Code authorship information is important for analyzing software quality, performing software forensics, and improving software maintenance. However, current tools assume that the last developer to change a line of code is its author regardless of all earlier changes. This approximation loses important information. We present two new line-level authorship models to overcome this limitation. We first define the repository graph as a graph abstraction for a code repository, in which nodes are the commits and edges represent the development dependencies.

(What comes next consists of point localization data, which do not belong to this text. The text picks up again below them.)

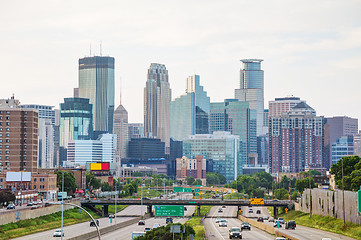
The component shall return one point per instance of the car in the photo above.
(235, 232)
(169, 220)
(290, 224)
(58, 233)
(11, 206)
(246, 225)
(92, 223)
(222, 223)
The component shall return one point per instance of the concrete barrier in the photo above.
(267, 228)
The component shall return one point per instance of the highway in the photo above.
(214, 232)
(301, 232)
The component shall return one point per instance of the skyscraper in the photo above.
(296, 140)
(96, 82)
(189, 113)
(157, 97)
(252, 89)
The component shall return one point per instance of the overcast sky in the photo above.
(311, 49)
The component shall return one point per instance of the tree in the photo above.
(69, 182)
(190, 180)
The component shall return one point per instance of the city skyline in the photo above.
(306, 51)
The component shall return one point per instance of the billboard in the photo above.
(18, 176)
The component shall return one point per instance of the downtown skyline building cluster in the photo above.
(234, 137)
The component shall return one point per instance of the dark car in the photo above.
(245, 225)
(92, 223)
(290, 224)
(11, 206)
(169, 220)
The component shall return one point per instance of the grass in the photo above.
(196, 223)
(43, 223)
(325, 223)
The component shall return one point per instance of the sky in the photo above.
(311, 49)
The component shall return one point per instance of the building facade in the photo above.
(222, 147)
(18, 137)
(96, 82)
(252, 89)
(189, 113)
(157, 97)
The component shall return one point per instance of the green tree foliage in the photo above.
(6, 196)
(69, 182)
(351, 172)
(302, 184)
(92, 182)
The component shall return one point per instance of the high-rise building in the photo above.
(338, 127)
(157, 97)
(282, 105)
(252, 89)
(96, 82)
(136, 130)
(46, 149)
(120, 129)
(18, 137)
(189, 113)
(76, 123)
(221, 147)
(296, 140)
(236, 117)
(341, 148)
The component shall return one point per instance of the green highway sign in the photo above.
(177, 189)
(169, 210)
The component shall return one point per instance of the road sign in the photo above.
(177, 189)
(257, 201)
(169, 210)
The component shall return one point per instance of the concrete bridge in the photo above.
(193, 202)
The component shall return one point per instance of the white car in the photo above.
(57, 233)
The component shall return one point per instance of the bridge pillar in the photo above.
(275, 212)
(105, 211)
(149, 210)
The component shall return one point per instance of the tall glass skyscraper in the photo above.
(76, 123)
(96, 82)
(189, 113)
(157, 97)
(252, 89)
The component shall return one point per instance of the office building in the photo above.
(222, 147)
(18, 137)
(76, 123)
(236, 117)
(135, 130)
(252, 89)
(296, 140)
(341, 148)
(189, 113)
(96, 82)
(157, 97)
(46, 115)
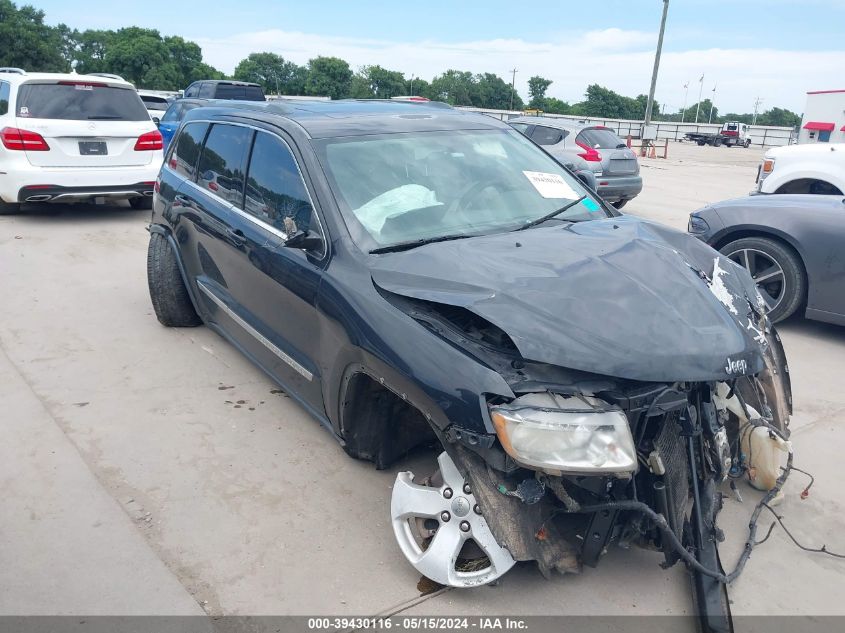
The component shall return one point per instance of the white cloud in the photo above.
(618, 59)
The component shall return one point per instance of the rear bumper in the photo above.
(616, 188)
(56, 193)
(19, 181)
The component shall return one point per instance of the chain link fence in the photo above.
(763, 135)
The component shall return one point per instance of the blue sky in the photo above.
(775, 49)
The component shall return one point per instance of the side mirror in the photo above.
(306, 240)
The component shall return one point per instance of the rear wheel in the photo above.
(141, 202)
(775, 268)
(9, 208)
(168, 294)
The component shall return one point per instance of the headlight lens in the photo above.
(697, 224)
(574, 434)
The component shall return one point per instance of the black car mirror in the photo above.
(306, 240)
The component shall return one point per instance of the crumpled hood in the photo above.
(619, 296)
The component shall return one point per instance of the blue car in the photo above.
(173, 117)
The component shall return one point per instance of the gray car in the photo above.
(592, 147)
(792, 246)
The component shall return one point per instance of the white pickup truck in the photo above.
(817, 168)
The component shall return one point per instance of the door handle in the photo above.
(236, 236)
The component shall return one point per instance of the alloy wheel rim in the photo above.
(453, 506)
(766, 272)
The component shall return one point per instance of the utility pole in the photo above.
(700, 87)
(712, 102)
(513, 86)
(757, 103)
(650, 102)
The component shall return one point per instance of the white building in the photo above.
(824, 117)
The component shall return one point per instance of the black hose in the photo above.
(672, 539)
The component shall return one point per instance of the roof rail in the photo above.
(107, 76)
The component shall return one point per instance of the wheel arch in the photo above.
(164, 231)
(784, 239)
(377, 420)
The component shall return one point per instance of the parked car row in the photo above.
(68, 137)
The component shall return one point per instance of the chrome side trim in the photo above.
(255, 333)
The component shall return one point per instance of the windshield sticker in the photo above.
(591, 205)
(550, 185)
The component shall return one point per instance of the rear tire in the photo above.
(141, 203)
(793, 280)
(168, 294)
(9, 208)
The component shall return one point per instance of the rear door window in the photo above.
(4, 97)
(543, 135)
(80, 101)
(275, 191)
(221, 166)
(600, 138)
(186, 155)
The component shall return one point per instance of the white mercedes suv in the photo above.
(68, 138)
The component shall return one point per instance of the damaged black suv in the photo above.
(412, 274)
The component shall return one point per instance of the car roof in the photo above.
(355, 117)
(561, 124)
(232, 82)
(17, 78)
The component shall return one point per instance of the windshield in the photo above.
(400, 188)
(80, 101)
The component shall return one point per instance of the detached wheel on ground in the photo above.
(144, 202)
(776, 269)
(9, 208)
(168, 294)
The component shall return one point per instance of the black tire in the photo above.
(141, 203)
(168, 294)
(9, 208)
(794, 279)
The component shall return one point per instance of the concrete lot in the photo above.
(149, 470)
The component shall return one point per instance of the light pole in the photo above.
(513, 86)
(650, 102)
(712, 103)
(698, 105)
(757, 103)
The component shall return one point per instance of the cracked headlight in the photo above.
(574, 434)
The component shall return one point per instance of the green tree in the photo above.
(273, 72)
(491, 91)
(328, 77)
(28, 43)
(91, 46)
(537, 87)
(378, 83)
(454, 87)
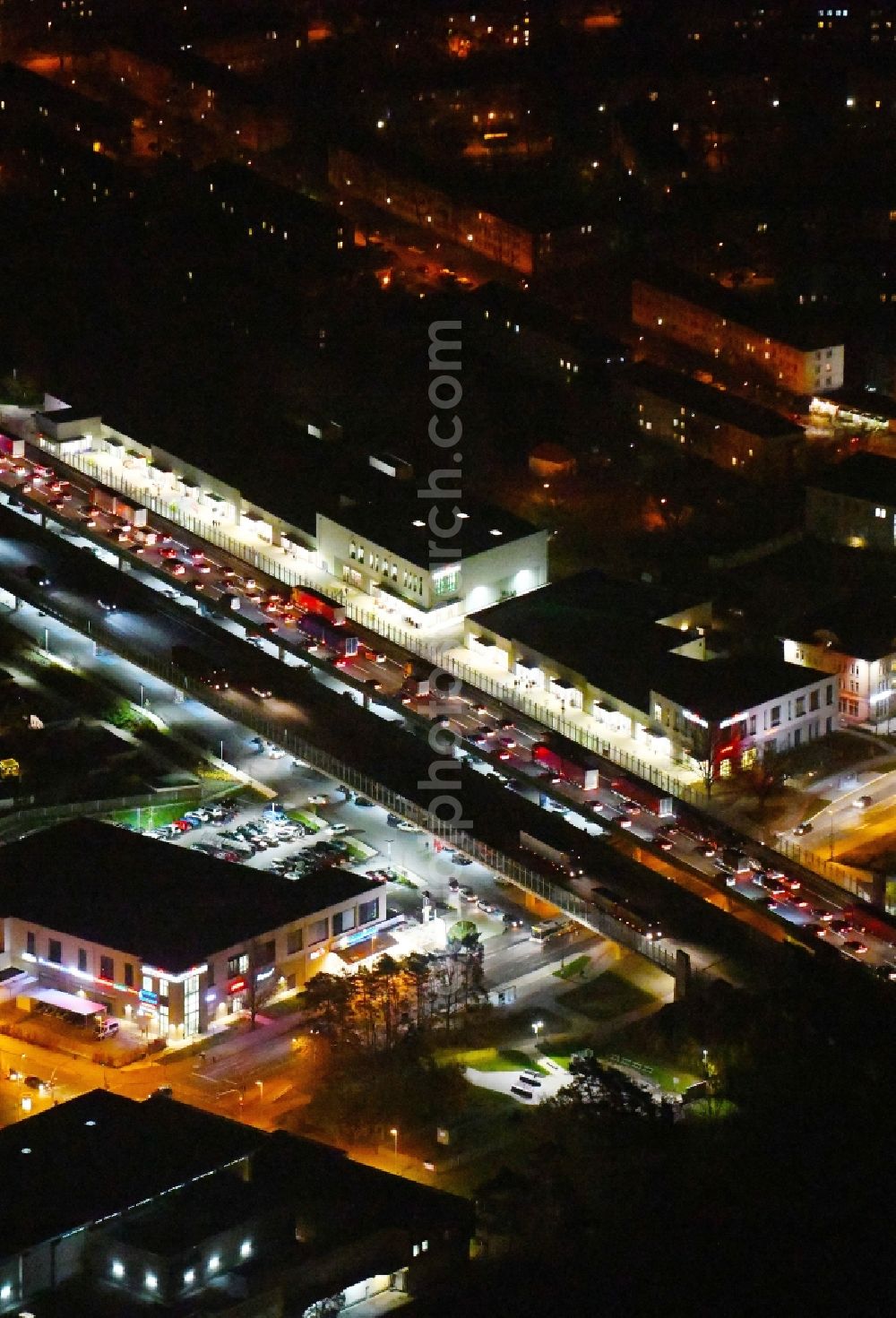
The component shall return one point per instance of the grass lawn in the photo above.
(358, 850)
(577, 966)
(402, 881)
(153, 816)
(311, 822)
(490, 1058)
(607, 996)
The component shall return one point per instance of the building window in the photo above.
(445, 582)
(318, 931)
(369, 911)
(191, 1007)
(343, 921)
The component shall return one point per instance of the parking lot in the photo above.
(318, 823)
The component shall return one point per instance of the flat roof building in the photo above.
(854, 504)
(651, 666)
(112, 1205)
(431, 557)
(722, 326)
(165, 934)
(734, 434)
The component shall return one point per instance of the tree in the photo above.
(332, 998)
(327, 1307)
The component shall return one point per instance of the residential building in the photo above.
(167, 935)
(116, 1205)
(430, 557)
(856, 641)
(274, 221)
(717, 323)
(531, 335)
(652, 665)
(426, 554)
(509, 234)
(734, 434)
(854, 504)
(30, 100)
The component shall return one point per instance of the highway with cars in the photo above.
(198, 587)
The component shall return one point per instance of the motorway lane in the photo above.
(468, 715)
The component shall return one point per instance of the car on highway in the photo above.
(821, 914)
(39, 575)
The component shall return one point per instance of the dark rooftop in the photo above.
(170, 906)
(103, 1153)
(865, 476)
(705, 400)
(395, 518)
(594, 626)
(83, 1160)
(721, 688)
(862, 625)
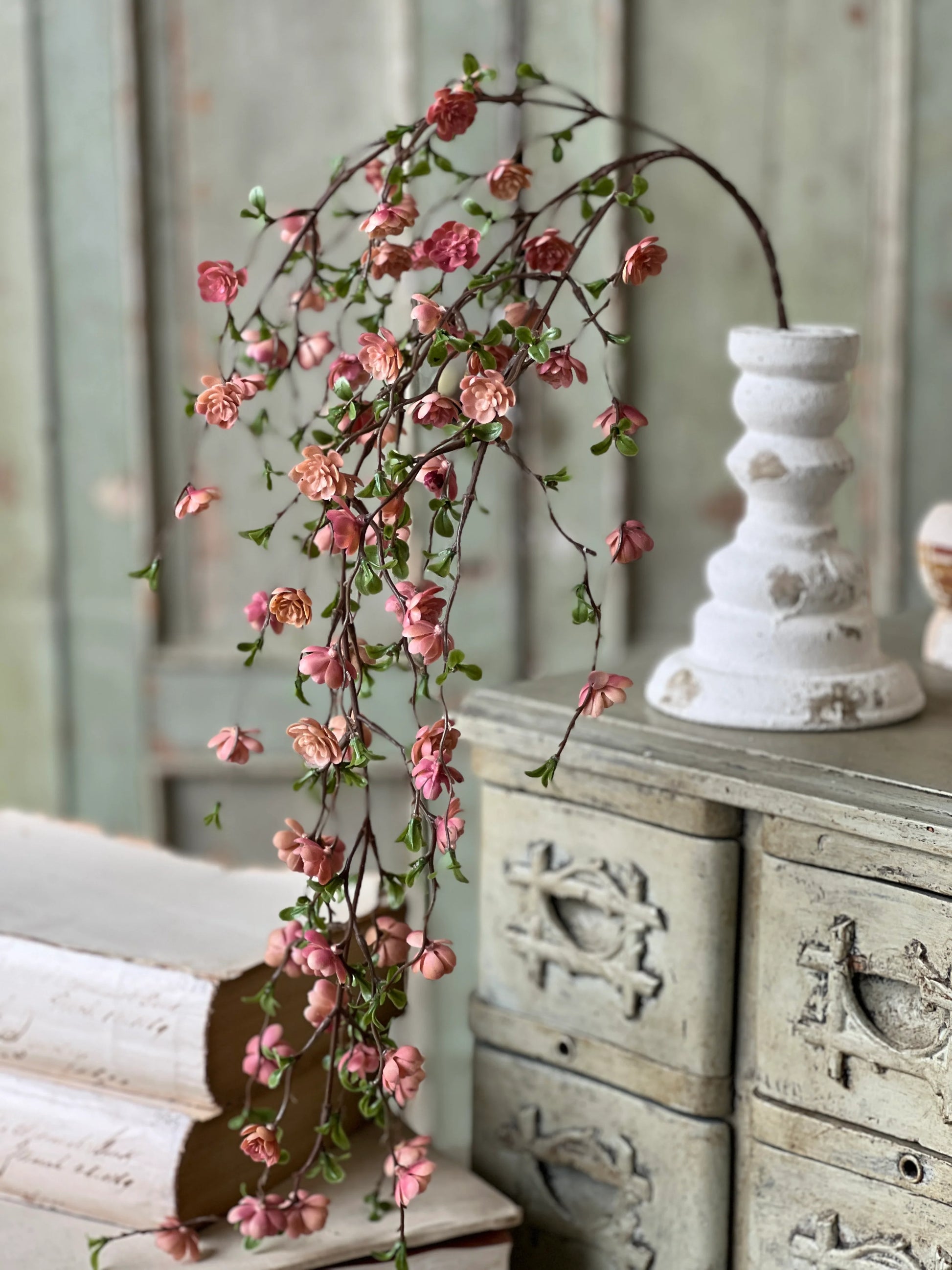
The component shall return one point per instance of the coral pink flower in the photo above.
(261, 1143)
(626, 418)
(602, 691)
(380, 355)
(387, 261)
(387, 939)
(410, 1169)
(306, 1215)
(403, 1074)
(452, 247)
(558, 370)
(325, 665)
(258, 613)
(450, 827)
(268, 349)
(219, 281)
(374, 174)
(255, 1062)
(360, 1061)
(427, 313)
(193, 501)
(291, 228)
(643, 261)
(321, 1000)
(452, 111)
(549, 253)
(319, 475)
(434, 411)
(319, 958)
(259, 1218)
(485, 396)
(280, 940)
(440, 477)
(432, 776)
(347, 366)
(313, 349)
(235, 744)
(315, 743)
(180, 1241)
(508, 178)
(436, 957)
(629, 541)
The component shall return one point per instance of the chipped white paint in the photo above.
(934, 552)
(789, 641)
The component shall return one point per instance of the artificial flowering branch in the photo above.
(398, 412)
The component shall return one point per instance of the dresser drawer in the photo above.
(853, 1001)
(804, 1213)
(606, 927)
(609, 1181)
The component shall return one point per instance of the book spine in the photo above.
(87, 1152)
(105, 1023)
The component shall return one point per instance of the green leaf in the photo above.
(546, 773)
(150, 573)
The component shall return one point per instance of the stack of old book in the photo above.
(122, 1027)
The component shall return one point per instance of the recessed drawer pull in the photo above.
(846, 1030)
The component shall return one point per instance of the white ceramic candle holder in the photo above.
(789, 641)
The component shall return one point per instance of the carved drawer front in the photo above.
(806, 1215)
(853, 1001)
(607, 1180)
(611, 929)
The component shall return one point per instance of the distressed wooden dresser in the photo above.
(714, 1010)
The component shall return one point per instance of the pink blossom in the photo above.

Then for each line of code, structural authorship is defined as a subgraph of the repository graph recording all commits that changed the line and the development dependencies between the commits; weighted authorship is defined as a vector of author contribution weights derived from the structural authorship of the line and based on a code change measure between commits, for example, best edit distance. We have implemented our two authorship models as a new git built-in tool git-author. We evaluated git-author in an empirical study and a comparison study. In the empirical study, we ran git-author on five open source projects and found that git-author can recover more information than a current tool (git-blame) for about 10% of lines. In the comparison study, we used git-author to build a line-level model for bug prediction. We compared our line-level model with a representative file-level model. The results show that our line-level model performs consistently better than the file-level model when evaluated on our data sets produced from the Apache HTTP server project.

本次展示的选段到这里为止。